YIKES. Not fun remembering that one. She only got two stitches, but a quarter of an inch away, and she could have lost an eye.
Thanks for reminding me to cherish my kiddies. I'm going to read more of your blog and bookmark you too!
I so agree. Anyone that has functioning reproductive organs can make a baby regardless of their ablilities to care for the child. Then again....try to adopt and it's another story.
It's a weird world we live it.
Here via Michele's
This post is one of those perfect little captures of parenthood that everyone really ought to read. This one sentence really struck me:
"...we feel more like parents when things are going badly than when everything is fabulous..."
How right you are. It's like driving. When you're cruising down the highway with the tunes on, the engine loafing, the road spread out wide and straight for as far as the eye can see, you're not really driving.
But throw in some blinding snow, a few twists and turns, darkness and a few other minor impediments and you're suddenly more of a driver than Michael Schumacher could ever hope to be.
It's all about perspective. It's all about how willing you are to grip the wheel and drive that thing for all it's worth. I wouldn't give up this parenting thing for anything.
i can see myself returning here very often. love this site. cheers.
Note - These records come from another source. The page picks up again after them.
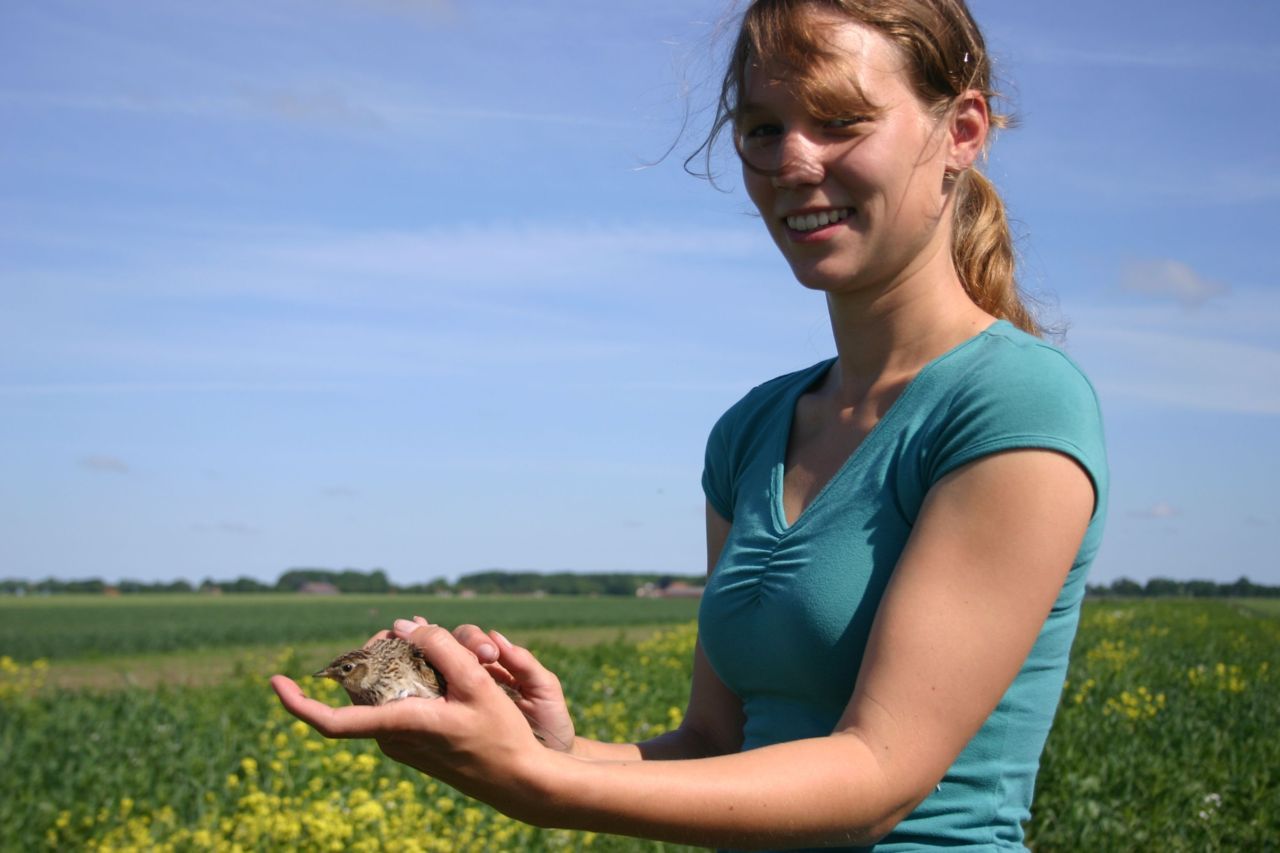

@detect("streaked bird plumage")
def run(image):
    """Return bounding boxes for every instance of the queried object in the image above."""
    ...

[315,637,446,706]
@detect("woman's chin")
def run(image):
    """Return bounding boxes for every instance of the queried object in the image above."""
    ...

[787,264,864,294]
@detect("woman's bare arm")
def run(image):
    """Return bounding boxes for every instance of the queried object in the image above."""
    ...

[491,449,1092,846]
[274,449,1092,848]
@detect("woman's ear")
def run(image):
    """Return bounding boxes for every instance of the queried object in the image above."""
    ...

[946,91,990,173]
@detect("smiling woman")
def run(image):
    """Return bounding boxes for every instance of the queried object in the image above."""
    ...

[706,0,1034,333]
[273,1,1108,850]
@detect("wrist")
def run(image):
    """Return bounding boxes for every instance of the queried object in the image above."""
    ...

[507,744,584,829]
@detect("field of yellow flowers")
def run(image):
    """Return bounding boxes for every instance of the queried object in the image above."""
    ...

[1,598,1276,851]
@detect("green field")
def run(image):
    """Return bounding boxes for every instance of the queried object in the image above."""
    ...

[1,596,1276,850]
[0,594,701,661]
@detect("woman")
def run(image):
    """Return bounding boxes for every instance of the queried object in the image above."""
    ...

[273,1,1107,848]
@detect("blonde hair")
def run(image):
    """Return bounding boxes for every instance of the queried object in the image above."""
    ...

[696,0,1040,335]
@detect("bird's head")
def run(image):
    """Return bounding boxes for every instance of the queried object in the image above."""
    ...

[314,649,372,690]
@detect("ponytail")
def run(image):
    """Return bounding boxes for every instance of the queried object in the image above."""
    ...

[952,167,1039,336]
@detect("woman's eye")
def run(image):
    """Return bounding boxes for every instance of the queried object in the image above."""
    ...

[826,116,868,130]
[742,122,782,140]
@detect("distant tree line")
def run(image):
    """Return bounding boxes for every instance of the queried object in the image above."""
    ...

[1086,575,1279,598]
[275,568,392,594]
[0,569,706,597]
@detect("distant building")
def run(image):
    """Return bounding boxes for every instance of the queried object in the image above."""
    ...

[299,581,340,596]
[636,581,703,599]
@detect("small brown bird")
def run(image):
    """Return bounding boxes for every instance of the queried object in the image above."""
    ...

[315,637,447,705]
[315,636,562,747]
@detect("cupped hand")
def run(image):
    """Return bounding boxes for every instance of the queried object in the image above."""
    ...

[270,620,546,814]
[449,622,577,753]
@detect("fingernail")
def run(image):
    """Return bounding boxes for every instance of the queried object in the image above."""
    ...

[477,643,498,662]
[414,615,428,624]
[393,619,418,634]
[492,631,513,650]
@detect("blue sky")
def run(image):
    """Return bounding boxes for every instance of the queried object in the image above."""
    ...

[2,0,1277,587]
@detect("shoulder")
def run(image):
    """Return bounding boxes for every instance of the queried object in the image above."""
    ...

[702,359,833,520]
[707,358,834,448]
[952,321,1096,390]
[934,321,1102,421]
[923,322,1108,497]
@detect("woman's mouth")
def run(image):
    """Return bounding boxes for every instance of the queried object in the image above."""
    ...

[784,208,852,234]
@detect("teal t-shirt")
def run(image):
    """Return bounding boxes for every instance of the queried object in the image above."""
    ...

[699,321,1108,851]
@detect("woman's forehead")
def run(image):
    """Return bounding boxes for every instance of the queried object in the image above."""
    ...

[742,21,912,110]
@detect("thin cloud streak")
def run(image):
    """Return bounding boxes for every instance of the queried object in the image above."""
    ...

[1075,327,1280,415]
[3,221,769,306]
[0,87,638,131]
[1128,502,1180,520]
[192,521,262,536]
[338,0,456,25]
[1008,154,1280,208]
[1016,42,1279,74]
[0,381,359,396]
[79,455,130,474]
[1120,260,1228,306]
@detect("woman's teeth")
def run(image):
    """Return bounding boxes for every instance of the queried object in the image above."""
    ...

[786,208,851,232]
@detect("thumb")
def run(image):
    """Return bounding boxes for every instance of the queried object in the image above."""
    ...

[393,620,489,698]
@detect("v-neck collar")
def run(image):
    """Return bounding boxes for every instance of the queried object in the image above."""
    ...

[771,321,1006,535]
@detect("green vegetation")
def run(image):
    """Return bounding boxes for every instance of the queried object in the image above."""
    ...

[1030,599,1278,849]
[1086,575,1278,598]
[1230,598,1280,618]
[0,595,700,662]
[2,598,1275,850]
[0,568,706,598]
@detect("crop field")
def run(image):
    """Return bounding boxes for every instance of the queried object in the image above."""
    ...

[1,597,1276,851]
[0,595,701,662]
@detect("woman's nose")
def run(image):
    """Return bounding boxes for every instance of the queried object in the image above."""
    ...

[771,132,825,188]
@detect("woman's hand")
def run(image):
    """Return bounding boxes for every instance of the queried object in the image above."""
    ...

[270,620,548,818]
[449,621,577,753]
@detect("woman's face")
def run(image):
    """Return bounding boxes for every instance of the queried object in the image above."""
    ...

[739,17,958,296]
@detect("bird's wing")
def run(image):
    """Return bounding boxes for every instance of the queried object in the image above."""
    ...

[409,645,446,698]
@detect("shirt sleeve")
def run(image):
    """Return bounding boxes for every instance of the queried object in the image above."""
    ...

[701,408,736,522]
[924,342,1108,518]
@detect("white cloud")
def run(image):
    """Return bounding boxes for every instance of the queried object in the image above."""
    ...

[339,0,455,25]
[1014,41,1278,74]
[0,86,635,132]
[1070,326,1280,416]
[239,86,386,128]
[79,455,130,474]
[0,381,355,396]
[248,223,765,293]
[1120,260,1228,306]
[1129,502,1180,520]
[7,219,768,306]
[322,486,359,498]
[192,521,262,536]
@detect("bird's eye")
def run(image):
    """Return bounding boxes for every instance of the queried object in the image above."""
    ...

[342,663,354,673]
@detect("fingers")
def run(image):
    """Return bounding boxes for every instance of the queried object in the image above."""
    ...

[453,623,499,663]
[270,675,431,739]
[490,631,561,692]
[392,620,491,697]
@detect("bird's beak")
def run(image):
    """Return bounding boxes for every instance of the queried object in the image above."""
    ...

[313,668,332,679]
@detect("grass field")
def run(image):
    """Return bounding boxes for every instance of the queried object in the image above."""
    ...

[2,596,1276,850]
[0,594,701,661]
[1228,597,1280,618]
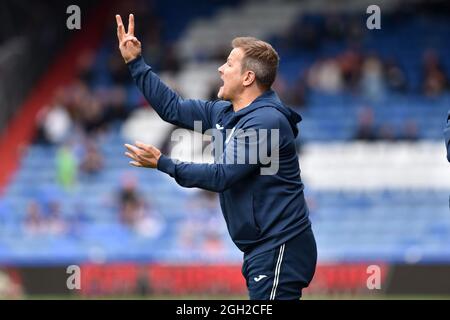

i can see myself returning here very often. love this site. cheers.
Kids - who'd 'ave 'em!
Can't live with 'em, can't live without them.
We've got three and wouldn't swop them for the world.
Here from Michele's today.
First things first, Michele sent me.
That was a good post. You're right about the irony regarding licensing for fishing, hunting, driving, etc. The problem with licensing people to parent is that the government and the courts would be too busy dealing with all the license suspensions due to idiotic infractions. Sadly, I'm only half joking.
When I was married to my daughter's dad, he told me three days after it happened that he had lost her (2 years old) in Macy's Herald Square TWO WEEKS BEFORE CHRISTMAS.
If you have ever been to NYC during Christmas season, you'll know why I nearly vomited, literally, when he told me this. She had wandered out onto 7th Avenue and Broadway and a woman came back into the store with her yelling "Emma's Dad??"
You can never describe the feeling I felt to someone who has not been a parent.
But the good stuff is good, too. ;)
Here via michele!
Not ever having had children I honestly don't know first hand....but, I can relate to a certain degree anyway...! I agree with you that it is amazing you need a license to fish but not to "parent"....I think it is the hardest most responsible and importamt thing one can do in this world...! And I give all "responsible" caring mothers and fathers a standing ovation!!! And that includes you, Karen.
Oy. You are so, so right.
Hi Karen. Michele sent me!
I'm not a parent so I didn't lock in to your post until that last paragraph. It is amazing that parenthood is a club open to all. I doubt very much I'd make a good parent so it amazes me that I could do it with no objections from anybody. Freaky stuff. Like you said, if you need a license to do almost anything else...
Kids are way too much responsibility for me!
As a new mother, I am having many of those "aha. so this is what it means..." moments, and you're right they generally occur when it's tough (I have found myself watching many a bad tv show, trying not to trip over baby paraphenalia, while walking around with my daughter, praying for her to fall asleep). But sometimes a smile, a giggle or a shriek of sheer delight hit this sentiment home, too.